We had the Community Dinner for a year and a half. Our small gathering on Sunday night averaged around twenty people. We had been doing everything we could to get the word out. Putting signs up at the foodbank and library. Passing out sack lunches and fliers at the dollar store. Talking with community groups in the area. Posting on social media and the neighborhood blog. The night we had four people made me question what we were doing. Nobody new was coming and I began to wonder if God wanted to “remove our lampstand.” Maybe it was time to pack it in. I knew that the dinner was a blessing to the handful of people that came but I didn’t want to be delusional.
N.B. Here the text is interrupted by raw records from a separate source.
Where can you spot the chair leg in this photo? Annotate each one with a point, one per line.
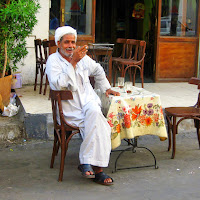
(115, 73)
(130, 75)
(142, 78)
(63, 153)
(174, 132)
(198, 133)
(169, 131)
(54, 153)
(46, 83)
(134, 72)
(36, 73)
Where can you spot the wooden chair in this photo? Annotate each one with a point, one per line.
(46, 46)
(183, 113)
(137, 61)
(63, 131)
(39, 63)
(115, 60)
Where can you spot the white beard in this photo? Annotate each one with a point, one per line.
(66, 54)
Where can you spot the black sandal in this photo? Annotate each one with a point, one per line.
(101, 177)
(86, 168)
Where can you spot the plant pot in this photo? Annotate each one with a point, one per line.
(5, 89)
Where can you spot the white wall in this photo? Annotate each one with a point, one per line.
(41, 30)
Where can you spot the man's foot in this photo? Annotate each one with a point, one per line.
(86, 170)
(101, 177)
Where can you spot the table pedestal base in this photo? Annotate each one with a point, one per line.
(133, 148)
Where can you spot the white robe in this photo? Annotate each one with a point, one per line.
(84, 110)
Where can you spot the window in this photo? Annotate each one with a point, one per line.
(179, 18)
(78, 14)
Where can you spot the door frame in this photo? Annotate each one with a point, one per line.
(160, 39)
(81, 39)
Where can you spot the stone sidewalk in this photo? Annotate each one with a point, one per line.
(25, 173)
(37, 108)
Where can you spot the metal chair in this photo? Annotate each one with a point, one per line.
(63, 131)
(101, 53)
(39, 63)
(115, 60)
(47, 44)
(137, 50)
(172, 113)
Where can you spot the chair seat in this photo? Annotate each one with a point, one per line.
(129, 62)
(182, 111)
(116, 59)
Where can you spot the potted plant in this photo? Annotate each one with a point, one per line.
(17, 19)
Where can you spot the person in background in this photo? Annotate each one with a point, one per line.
(69, 68)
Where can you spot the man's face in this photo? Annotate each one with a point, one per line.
(67, 45)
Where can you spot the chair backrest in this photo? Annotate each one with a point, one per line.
(133, 48)
(141, 50)
(122, 41)
(196, 81)
(38, 50)
(47, 44)
(56, 97)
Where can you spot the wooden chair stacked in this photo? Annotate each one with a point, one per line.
(63, 131)
(172, 113)
(115, 60)
(42, 51)
(135, 50)
(39, 63)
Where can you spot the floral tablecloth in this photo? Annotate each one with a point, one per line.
(135, 114)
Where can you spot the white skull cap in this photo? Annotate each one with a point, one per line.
(61, 31)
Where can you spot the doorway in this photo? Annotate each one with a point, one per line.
(114, 19)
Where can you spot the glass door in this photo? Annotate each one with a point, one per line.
(80, 14)
(177, 40)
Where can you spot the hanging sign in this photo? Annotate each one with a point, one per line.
(138, 11)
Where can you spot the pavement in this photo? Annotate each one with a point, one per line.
(25, 172)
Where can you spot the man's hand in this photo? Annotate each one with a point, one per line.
(109, 91)
(78, 54)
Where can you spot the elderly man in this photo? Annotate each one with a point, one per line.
(70, 68)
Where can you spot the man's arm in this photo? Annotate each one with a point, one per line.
(109, 91)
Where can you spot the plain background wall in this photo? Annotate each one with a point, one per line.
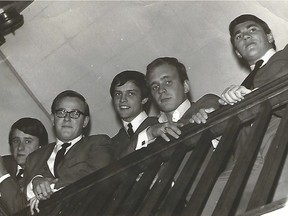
(82, 45)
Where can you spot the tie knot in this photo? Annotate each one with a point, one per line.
(20, 174)
(130, 125)
(130, 130)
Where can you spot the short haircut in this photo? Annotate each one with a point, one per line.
(30, 126)
(180, 68)
(70, 93)
(136, 77)
(248, 17)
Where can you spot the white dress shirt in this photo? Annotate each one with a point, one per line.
(136, 122)
(143, 140)
(50, 162)
(265, 58)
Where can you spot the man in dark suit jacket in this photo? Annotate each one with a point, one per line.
(254, 44)
(169, 86)
(44, 171)
(130, 97)
(25, 136)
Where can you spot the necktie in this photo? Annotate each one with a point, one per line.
(59, 157)
(130, 130)
(248, 82)
(20, 174)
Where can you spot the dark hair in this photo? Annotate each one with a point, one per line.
(136, 77)
(169, 61)
(30, 126)
(70, 93)
(248, 17)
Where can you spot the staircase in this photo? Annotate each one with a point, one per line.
(177, 178)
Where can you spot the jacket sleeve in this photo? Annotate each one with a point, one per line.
(12, 196)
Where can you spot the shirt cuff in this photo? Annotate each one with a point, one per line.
(4, 177)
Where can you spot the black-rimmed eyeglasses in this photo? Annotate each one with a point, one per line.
(75, 114)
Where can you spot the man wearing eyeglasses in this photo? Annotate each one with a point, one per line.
(46, 170)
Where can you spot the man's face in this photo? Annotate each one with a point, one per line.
(127, 101)
(68, 128)
(251, 42)
(166, 88)
(22, 145)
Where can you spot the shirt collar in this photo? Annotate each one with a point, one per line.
(265, 58)
(18, 168)
(59, 142)
(177, 114)
(136, 122)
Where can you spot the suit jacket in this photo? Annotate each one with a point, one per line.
(122, 143)
(11, 193)
(276, 67)
(84, 157)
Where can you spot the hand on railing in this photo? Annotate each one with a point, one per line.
(233, 94)
(34, 203)
(42, 187)
(162, 129)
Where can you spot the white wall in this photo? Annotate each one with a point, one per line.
(81, 45)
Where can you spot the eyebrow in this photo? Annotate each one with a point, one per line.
(247, 27)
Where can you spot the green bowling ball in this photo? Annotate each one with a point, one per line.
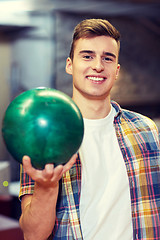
(44, 124)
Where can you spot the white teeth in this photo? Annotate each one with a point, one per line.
(96, 78)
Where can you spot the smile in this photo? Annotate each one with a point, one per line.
(97, 79)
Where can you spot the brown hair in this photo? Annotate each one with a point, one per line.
(93, 27)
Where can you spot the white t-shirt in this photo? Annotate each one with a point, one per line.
(105, 205)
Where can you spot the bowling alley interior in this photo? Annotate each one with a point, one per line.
(35, 38)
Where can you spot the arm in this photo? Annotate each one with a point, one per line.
(39, 210)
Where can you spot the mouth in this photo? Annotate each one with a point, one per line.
(96, 79)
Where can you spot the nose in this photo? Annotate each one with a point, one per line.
(97, 65)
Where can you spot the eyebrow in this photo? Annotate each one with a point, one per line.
(93, 52)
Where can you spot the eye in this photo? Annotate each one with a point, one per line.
(87, 57)
(107, 59)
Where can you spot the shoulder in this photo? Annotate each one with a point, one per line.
(137, 118)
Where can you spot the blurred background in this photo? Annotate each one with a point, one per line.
(35, 41)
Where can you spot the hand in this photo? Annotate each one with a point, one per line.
(50, 175)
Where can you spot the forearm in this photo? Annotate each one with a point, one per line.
(38, 217)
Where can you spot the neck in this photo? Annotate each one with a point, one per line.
(92, 108)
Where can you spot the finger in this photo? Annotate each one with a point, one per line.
(30, 170)
(70, 163)
(48, 171)
(58, 172)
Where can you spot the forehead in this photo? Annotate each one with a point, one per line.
(97, 44)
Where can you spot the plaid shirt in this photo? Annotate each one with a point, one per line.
(138, 140)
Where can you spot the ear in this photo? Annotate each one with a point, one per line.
(117, 71)
(69, 66)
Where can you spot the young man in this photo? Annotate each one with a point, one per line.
(110, 189)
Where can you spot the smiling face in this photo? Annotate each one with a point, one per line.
(94, 67)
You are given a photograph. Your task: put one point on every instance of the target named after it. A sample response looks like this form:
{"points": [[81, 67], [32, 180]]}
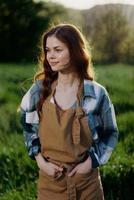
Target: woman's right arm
{"points": [[30, 124], [30, 119]]}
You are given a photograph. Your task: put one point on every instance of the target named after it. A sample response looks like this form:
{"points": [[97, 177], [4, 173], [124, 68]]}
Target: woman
{"points": [[68, 119]]}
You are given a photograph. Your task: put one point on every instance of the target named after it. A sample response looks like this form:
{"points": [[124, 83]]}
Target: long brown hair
{"points": [[79, 57]]}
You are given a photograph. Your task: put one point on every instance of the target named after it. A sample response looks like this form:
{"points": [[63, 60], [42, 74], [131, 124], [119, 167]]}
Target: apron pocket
{"points": [[82, 180]]}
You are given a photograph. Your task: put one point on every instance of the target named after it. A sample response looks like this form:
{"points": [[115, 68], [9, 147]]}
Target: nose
{"points": [[51, 55]]}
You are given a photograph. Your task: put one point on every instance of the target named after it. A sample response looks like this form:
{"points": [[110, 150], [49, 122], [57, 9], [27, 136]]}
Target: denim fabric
{"points": [[101, 119]]}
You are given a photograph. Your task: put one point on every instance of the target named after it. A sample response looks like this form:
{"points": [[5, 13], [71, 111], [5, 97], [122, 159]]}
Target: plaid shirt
{"points": [[100, 114]]}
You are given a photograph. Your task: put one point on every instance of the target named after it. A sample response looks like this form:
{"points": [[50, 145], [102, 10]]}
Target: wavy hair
{"points": [[80, 57]]}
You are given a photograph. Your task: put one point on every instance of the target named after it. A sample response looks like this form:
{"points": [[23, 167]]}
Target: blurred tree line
{"points": [[23, 21], [21, 24]]}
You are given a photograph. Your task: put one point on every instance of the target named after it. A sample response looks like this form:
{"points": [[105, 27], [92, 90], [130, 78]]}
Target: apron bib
{"points": [[65, 137]]}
God is faithful and wants to bring the increase, but maybe not at this particular location. We had our faithful volunteers over for dinner and talked about the future of our fellowship. We discussed the low attendance and I gave some ideas. We could try a new location. We could bring the meal to my friends living in a homeless encampment instead of inviting them to come to us. To my surprise the team wasn’t burned out or discouraged with our small turnout. They wanted to keep going. We decided to present ourselves as a church instead of emphasizing the free meal. The conventional wisdom was that the word church turns people off. We didn’t want people to feel misled or tricked so we would be upfront about our churchiness. Sharing a meal, music, art, and the Christ story, we were on a journey to becoming the church that serves dinner.
We prayed and prayed and thanked God for what he was going to do. We call that a “yet praise” in the spirit filled church world. Actually, we mostly yell that. “Oh God, please bring more people. We have all this food and space. We want you to be honored and I want to be successful. Or at least prove to the people that made fun of us that they were wrong.” Sometimes my motives aren’t the holiest.
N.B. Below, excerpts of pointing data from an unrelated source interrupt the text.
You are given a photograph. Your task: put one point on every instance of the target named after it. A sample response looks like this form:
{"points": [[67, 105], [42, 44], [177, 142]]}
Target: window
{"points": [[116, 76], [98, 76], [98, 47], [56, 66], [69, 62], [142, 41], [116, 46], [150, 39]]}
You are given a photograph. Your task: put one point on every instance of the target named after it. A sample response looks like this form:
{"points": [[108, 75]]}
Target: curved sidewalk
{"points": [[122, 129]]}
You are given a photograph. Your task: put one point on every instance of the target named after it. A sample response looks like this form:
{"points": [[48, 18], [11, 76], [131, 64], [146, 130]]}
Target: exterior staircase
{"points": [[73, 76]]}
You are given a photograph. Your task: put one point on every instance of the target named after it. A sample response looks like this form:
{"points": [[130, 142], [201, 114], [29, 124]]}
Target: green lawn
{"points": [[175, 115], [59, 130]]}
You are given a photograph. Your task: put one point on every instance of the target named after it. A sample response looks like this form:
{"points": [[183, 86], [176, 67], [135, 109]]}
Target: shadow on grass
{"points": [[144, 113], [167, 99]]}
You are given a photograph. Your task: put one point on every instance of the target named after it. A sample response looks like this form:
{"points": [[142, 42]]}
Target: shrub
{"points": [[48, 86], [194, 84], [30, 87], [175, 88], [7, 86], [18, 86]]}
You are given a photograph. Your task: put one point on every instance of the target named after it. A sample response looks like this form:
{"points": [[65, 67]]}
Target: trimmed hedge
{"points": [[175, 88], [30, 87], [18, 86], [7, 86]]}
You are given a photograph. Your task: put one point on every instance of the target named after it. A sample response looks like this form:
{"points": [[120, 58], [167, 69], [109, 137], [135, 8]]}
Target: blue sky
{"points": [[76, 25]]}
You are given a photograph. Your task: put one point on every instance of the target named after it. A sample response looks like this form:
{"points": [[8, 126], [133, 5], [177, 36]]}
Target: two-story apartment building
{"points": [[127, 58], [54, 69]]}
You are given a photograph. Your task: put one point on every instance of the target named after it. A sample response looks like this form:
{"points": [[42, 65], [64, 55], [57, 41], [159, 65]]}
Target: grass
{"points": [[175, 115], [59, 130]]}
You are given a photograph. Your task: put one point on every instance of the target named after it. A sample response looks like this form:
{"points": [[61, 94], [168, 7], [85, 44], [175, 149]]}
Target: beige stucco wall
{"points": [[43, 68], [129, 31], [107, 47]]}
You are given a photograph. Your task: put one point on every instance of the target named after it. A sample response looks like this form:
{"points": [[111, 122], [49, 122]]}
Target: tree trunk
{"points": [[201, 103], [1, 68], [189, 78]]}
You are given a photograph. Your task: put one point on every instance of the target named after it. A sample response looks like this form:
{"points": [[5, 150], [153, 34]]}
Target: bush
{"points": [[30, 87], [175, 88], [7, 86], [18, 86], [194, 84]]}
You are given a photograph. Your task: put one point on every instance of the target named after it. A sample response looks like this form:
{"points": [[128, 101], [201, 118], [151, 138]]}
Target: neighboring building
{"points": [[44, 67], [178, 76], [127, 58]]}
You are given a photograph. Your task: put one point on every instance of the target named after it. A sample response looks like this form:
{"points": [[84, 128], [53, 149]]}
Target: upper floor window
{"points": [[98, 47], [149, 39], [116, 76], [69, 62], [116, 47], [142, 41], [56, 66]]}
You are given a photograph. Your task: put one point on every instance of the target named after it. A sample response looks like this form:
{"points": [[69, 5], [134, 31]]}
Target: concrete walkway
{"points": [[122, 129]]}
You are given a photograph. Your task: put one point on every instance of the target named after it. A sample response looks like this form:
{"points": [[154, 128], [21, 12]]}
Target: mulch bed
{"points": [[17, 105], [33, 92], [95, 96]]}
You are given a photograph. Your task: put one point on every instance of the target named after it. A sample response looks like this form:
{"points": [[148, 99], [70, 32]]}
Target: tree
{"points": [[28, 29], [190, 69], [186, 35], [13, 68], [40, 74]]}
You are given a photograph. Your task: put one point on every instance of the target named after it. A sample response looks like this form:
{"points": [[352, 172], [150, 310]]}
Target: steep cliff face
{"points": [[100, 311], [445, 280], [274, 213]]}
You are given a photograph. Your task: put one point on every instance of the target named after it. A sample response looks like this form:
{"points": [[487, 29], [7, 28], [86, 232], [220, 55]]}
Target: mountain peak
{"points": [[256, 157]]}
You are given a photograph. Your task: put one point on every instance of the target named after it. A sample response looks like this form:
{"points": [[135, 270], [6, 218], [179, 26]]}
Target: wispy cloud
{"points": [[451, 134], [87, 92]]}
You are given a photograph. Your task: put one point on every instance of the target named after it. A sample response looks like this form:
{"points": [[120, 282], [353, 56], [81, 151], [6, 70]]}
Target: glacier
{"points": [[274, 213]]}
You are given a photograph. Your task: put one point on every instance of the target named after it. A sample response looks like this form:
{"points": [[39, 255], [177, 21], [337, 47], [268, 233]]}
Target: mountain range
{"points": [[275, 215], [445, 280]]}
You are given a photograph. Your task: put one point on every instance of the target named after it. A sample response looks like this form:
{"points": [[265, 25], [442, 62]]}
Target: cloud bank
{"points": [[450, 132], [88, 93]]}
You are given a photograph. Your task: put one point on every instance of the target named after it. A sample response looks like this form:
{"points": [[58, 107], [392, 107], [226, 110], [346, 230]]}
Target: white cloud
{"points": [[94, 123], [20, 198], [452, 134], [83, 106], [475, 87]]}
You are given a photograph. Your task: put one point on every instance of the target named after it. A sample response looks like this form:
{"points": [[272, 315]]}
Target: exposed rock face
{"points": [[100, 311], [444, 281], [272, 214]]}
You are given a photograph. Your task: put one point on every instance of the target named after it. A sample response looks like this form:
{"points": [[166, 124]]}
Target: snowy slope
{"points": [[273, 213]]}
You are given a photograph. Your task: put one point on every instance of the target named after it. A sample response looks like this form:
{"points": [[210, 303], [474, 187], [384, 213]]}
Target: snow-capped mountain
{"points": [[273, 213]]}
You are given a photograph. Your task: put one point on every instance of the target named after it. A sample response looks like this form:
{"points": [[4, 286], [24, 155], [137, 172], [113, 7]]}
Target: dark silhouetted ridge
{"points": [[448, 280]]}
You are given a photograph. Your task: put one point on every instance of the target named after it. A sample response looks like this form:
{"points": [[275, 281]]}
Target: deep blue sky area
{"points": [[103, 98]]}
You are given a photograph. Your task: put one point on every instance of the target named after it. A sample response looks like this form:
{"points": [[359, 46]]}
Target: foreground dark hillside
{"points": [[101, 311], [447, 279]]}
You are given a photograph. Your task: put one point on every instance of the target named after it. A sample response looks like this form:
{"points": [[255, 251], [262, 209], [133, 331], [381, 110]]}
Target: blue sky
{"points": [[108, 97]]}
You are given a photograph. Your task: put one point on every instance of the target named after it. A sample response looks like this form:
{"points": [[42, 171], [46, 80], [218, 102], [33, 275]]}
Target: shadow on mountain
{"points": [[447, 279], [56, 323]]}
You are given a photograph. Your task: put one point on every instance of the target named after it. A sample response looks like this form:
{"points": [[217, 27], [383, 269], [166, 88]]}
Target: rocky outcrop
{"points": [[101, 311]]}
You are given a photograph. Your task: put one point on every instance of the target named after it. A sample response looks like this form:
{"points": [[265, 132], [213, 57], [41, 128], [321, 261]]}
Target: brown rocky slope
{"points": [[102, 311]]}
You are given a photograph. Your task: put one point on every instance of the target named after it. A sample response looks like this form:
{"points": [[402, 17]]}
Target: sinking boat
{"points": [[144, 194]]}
After six more months of faithfulness we still had not attracted any more people. Undeterred, my wife and I started serving food and prayer in the parking lot in front of the Bartell Drug store. People came and thanked us, and blessed us, making it clear that we had a new home. We now serve seventy- five meals and welcome the neighborhood of White Center into the kingdom of God every Sunday night. Sometimes the best place for church is out of the back of your car! “Now the Lord is the Spirit, and where the Spirit of the Lord is, there is freedom (2 Corinthians 3:17).” We are becoming the church that serves dinner!
Wish I was there to partake! Count one more “in spirit” I reckon.
God bless your faithful persistent love!